Литмир - Электронная Библиотека
Содержание  
A
A

— Я знаю, что ты хочешь сказать.

Все это время мы не переставали вместе петь и даже писать музыку, в основном для удовольствия гостей. Наша новая церковь стала мощным стимулом того, чтобы заниматься этим много серьезнее, чем когда-либо ранее.

В 1935 году, на Пасху, профессор Д. уехал в путешествие и попросил своего друга-священника провести мессу вместо него. После завтрака молодой священник, которого звали отец Вазнер, сказал:

— Вы очень хорошо пели сегодня утром, но… — и он в нескольких словах объяснил нам несколько важных вещей и тотчас, прямо за столом, заставил нас повторить песнопение, дирижируя со своего места. Никто из нас тогда не знал, какими везучими мы были.

Это было рождение

ПЕВЦОВ СЕМЬИ ТРАПП.

Глава XI

«БОЛЬШЕ НИКОГДА»

Будет интересно однажды проследить рисунок нашей жизни, когда она, подобно ковру, расстелется перед нами. На протяжении всей жизни мы видим лишь обратную сторону узора, и очень часто весь рисунок с причудливо переплетающимися нитями кажется не имеющим никакого смысла. Но однажды, мы все же поймем его.

Оглядываясь сквозь годы назад, мы вдруг замечаем, как красная нить проходит через весь причудливый рисунок нашей жизни: воля Божья.

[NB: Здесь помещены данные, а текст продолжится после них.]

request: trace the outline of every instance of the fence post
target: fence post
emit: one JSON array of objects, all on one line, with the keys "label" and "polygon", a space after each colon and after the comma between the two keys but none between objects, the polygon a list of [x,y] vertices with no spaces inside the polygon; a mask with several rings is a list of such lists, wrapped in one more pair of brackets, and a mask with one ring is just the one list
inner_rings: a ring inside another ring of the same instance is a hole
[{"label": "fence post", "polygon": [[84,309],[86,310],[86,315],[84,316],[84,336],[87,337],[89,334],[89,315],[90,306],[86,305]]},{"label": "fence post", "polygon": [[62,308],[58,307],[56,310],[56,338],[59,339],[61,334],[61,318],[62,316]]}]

После первого великого поста, когда мы всей семьей начали читать Евангелие и продолжали до тех пор, пока это не стало привычкой, с каждым днем становилось яснее, что это было послание Христа, спустившегося на землю, чтобы многому научить нас. Это сердце нашей религии — всех религий — следовать воле Господа.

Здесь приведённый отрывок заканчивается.